Robert necesitó de toda su fuerza de voluntad para no borrar con el puño aquella expresión satisfecha del rostro de Shelbourne.

– Todo lo que debes saber es que nunca será tuya. ¿Me he explicado con claridad?

– No creo que me guste tu tono, Jamison.

– No creo que me importe un comino, Shelbourne. -Dio un paso hacia el conde. Shelbourne era alto, pero Robert lo superaba por un par de centímetros, lo cual aprovechó al máximo-. Ya he dicho lo que he venido a decir. Y será muy inteligente por tu parte no darme motivo para repetirlo.

Sin esperar a Willis, Robert abrió la puerta y avanzó a grandes zancadas por el camino hasta el carruaje.

Desde la estrecha ventana del vestíbulo, Geoffrey vio partir el carruaje. Humm. Estaba claro que Jamison sentía algo por la señora Brown. Una pena. La mujer no iba a permanecer mucho tiempo en este mundo. Y si Jamison se cruzaba en su camino, sus días también estarían contados.

11

En el mismo momento en que el carruaje se detuvo ante la mansión Bradford, Robert supo que algo no iba bien. Parecía como si todas las lámparas y velas de la casa estuvieran encendidas, porque la luz escapaba por todas las ventanas. Antes de que la señora Brown y él hubieran recorrido la mitad del camino adoquinado que llevaba a la entrada, las dos hojas de la gran puerta de roble se abrieron. Carters apareció bañado de luz, con los rasgos, normalmente inexpresivos, marcados por la inquietud.

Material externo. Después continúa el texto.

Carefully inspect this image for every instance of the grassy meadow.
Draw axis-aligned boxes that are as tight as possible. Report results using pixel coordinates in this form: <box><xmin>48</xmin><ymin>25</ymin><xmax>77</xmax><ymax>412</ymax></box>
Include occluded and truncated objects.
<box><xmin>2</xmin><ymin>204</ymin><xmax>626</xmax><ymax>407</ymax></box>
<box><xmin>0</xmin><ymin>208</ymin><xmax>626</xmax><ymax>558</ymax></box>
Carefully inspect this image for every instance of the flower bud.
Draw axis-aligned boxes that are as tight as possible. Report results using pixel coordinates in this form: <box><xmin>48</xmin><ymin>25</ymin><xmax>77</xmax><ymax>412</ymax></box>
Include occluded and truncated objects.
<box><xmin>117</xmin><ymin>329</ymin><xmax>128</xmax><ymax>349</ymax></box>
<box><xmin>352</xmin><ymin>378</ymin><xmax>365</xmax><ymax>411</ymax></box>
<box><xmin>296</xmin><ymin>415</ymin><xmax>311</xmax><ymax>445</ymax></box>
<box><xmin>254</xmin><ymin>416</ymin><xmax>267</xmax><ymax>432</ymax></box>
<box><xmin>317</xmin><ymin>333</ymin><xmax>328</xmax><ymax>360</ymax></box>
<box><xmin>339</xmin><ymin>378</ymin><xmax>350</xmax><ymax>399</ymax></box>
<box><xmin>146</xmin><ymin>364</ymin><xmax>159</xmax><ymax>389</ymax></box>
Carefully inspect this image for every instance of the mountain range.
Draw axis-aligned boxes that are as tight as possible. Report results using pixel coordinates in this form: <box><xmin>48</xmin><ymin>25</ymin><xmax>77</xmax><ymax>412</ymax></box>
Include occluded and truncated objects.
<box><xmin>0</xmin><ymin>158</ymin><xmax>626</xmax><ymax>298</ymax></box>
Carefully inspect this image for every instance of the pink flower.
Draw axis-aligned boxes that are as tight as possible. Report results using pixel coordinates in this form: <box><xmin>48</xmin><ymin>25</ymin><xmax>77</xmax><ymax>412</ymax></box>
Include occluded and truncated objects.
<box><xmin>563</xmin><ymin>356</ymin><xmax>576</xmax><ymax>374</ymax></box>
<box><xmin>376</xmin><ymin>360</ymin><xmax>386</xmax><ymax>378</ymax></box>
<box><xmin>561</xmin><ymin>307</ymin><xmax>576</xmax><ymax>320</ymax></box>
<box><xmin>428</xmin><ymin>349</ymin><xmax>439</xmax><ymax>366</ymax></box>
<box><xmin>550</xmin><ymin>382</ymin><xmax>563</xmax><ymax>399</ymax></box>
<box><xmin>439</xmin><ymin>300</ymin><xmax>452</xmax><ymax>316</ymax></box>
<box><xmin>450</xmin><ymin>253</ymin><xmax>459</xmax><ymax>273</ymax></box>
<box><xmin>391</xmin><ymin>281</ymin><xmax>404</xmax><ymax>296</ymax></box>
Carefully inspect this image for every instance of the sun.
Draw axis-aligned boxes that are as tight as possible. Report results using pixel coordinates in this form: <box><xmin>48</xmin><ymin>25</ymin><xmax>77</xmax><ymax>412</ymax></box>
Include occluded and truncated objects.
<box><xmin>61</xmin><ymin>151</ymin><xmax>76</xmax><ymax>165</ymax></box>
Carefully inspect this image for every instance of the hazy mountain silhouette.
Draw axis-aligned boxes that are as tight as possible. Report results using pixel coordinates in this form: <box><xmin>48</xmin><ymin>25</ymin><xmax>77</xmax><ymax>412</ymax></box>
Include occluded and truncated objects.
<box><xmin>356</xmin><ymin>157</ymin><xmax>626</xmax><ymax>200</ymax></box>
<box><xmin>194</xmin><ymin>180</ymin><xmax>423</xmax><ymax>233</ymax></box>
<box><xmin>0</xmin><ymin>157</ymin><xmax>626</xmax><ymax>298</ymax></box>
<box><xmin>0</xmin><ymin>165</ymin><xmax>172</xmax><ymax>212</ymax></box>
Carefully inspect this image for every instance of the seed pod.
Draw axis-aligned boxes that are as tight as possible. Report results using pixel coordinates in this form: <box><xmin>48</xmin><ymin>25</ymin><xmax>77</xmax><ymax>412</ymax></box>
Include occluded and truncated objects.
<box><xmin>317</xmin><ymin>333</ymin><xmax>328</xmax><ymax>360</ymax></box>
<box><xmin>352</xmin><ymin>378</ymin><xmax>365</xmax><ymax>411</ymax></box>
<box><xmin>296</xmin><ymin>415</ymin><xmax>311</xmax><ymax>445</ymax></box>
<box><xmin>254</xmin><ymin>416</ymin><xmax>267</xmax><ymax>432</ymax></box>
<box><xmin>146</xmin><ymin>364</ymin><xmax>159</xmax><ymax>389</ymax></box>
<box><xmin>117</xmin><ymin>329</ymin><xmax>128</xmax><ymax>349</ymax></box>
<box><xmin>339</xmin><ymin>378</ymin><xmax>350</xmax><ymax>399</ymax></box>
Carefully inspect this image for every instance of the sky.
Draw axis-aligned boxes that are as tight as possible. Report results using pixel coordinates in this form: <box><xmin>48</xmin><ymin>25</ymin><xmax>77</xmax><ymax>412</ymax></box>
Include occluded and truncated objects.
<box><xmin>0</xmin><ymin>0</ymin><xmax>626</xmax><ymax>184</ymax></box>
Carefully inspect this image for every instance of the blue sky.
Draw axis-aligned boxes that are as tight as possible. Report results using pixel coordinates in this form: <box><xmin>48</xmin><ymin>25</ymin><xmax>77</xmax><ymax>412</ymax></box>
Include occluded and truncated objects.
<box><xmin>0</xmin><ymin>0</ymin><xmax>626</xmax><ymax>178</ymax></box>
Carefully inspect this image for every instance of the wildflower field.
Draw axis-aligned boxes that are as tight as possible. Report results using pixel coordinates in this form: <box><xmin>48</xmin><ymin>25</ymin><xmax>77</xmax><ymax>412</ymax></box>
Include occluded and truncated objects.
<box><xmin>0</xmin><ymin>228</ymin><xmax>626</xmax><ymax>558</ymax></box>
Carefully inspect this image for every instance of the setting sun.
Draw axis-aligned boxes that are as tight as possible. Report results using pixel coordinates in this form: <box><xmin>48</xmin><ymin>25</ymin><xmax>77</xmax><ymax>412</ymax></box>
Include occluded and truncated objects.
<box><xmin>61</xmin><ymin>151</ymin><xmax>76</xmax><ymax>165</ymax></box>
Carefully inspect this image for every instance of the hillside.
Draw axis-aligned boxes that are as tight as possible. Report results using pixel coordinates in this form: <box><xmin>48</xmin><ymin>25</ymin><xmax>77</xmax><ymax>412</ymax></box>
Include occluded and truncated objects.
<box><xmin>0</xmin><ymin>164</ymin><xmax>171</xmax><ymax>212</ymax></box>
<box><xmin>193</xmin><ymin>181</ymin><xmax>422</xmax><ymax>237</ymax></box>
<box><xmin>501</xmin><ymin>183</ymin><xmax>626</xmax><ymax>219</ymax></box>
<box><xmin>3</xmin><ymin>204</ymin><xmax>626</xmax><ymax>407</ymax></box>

Robert sintió temor. ¿Y ahora qué? ¿Le habría pasado algo a Elizabeth? ¿Al bebé? Casi propulsó a la señora Brown hasta el vestíbulo.

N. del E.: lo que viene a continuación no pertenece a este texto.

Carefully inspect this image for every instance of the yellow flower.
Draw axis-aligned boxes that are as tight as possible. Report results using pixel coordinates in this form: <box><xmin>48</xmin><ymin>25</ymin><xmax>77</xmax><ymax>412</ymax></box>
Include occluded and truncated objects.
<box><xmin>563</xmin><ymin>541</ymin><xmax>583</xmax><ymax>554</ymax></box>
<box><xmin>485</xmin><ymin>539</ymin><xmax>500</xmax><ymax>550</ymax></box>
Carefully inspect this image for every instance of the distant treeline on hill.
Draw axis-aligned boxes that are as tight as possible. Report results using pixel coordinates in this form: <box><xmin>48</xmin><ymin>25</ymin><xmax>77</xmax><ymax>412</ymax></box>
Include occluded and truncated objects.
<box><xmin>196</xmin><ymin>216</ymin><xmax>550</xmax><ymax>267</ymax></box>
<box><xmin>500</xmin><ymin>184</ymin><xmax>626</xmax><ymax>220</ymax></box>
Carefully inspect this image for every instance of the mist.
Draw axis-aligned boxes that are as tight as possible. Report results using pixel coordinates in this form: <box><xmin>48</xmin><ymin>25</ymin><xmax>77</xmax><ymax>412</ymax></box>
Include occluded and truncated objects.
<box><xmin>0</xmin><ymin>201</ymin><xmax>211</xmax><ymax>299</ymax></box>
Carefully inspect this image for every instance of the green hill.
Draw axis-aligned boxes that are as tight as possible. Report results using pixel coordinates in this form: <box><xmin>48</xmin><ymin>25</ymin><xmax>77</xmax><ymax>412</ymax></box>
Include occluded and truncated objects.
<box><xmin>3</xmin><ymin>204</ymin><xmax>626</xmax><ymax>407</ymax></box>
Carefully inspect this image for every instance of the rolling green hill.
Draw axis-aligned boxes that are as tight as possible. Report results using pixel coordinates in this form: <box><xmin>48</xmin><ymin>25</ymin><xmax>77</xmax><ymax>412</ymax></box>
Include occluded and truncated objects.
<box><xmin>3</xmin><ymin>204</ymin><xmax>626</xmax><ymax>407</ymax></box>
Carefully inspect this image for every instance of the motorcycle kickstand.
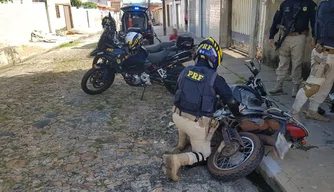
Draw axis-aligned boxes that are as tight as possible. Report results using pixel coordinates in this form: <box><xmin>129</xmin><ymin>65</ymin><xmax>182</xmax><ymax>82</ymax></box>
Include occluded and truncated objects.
<box><xmin>140</xmin><ymin>84</ymin><xmax>147</xmax><ymax>101</ymax></box>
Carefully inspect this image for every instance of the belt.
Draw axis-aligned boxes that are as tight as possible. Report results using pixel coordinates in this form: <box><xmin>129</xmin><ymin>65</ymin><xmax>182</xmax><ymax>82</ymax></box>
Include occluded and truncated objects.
<box><xmin>316</xmin><ymin>44</ymin><xmax>334</xmax><ymax>54</ymax></box>
<box><xmin>173</xmin><ymin>106</ymin><xmax>198</xmax><ymax>122</ymax></box>
<box><xmin>288</xmin><ymin>31</ymin><xmax>308</xmax><ymax>36</ymax></box>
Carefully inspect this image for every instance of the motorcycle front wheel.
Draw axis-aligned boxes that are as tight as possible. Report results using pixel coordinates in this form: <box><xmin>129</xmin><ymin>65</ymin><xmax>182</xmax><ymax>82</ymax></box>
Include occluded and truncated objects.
<box><xmin>207</xmin><ymin>132</ymin><xmax>264</xmax><ymax>182</ymax></box>
<box><xmin>81</xmin><ymin>68</ymin><xmax>115</xmax><ymax>95</ymax></box>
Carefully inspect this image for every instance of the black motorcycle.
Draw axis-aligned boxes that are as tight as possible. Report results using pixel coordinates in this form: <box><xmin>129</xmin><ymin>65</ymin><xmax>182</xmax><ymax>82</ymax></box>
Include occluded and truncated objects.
<box><xmin>81</xmin><ymin>18</ymin><xmax>194</xmax><ymax>95</ymax></box>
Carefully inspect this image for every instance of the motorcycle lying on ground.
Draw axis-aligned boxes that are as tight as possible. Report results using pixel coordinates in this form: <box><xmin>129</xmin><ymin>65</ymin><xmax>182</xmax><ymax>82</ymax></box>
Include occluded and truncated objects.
<box><xmin>81</xmin><ymin>19</ymin><xmax>194</xmax><ymax>98</ymax></box>
<box><xmin>207</xmin><ymin>61</ymin><xmax>309</xmax><ymax>182</ymax></box>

– ¿Qué pasa? -preguntó a Carters, obligándose a no sacudir al hombre por las solapas-. ¿La duquesa?

– No, lord Robert. -Una furia inconfundible brilló en los ojos de Carters-. Pero alguien ha intentado robarnos de nuevo.

– ¿Hay algún herido?

– No, señor. Y tampoco se han llevado nada. El villano trató de entrar en la habitación de la señora Brown por el balcón, pero se asustó cuando Clara se puso a gritar. Acababa de preparar el lecho de la señora Brown y se estaba ocupando del fuego cuando la vidriera que da al balcón se abrió. Y ahí estaba, vestido de negro de los pies a la cabeza, según ha dicho ella. Nunca en toda mi vida he oído a una mujer gritar así. Nos asustó a todos, claro, pero peor fue el susto que se llevó la pobre Clara.

– ¿Y luego qué ha pasado? -preguntó Robert.

– Fui el primero en llegar al dormitorio, y me encontré con Clara gritando y blandiendo el atizador. Al parecer había asustado al villano, que saltó por la barandilla hasta el suelo. Para cuando conseguí enterarme de lo que había pasado, el tipo ya había desaparecido.

– ¿Dónde está Clara ahora?

– Se ha acostado, señor. La cocinera le preparó una tisana para calmarle los nervios. Casi se desmaya después, pero Clara nos ha salvado de otro robo.

– Ciertamente -murmuró Robert-. ¿Cuándo ha ocurrido?

– No más de media hora después de que ustedes partieran, señor. En cuanto dejé a Clara con la cocinera, envié a buscar al magistrado. El señor Laramie habló con Clara y luego se marchó. Me pidió que le dijera que le informaría de cualquier novedad, y que me asegurara de que todas las puertas y ventanas estuvieran cerradas. He registrado toda la casa. Estamos seguros.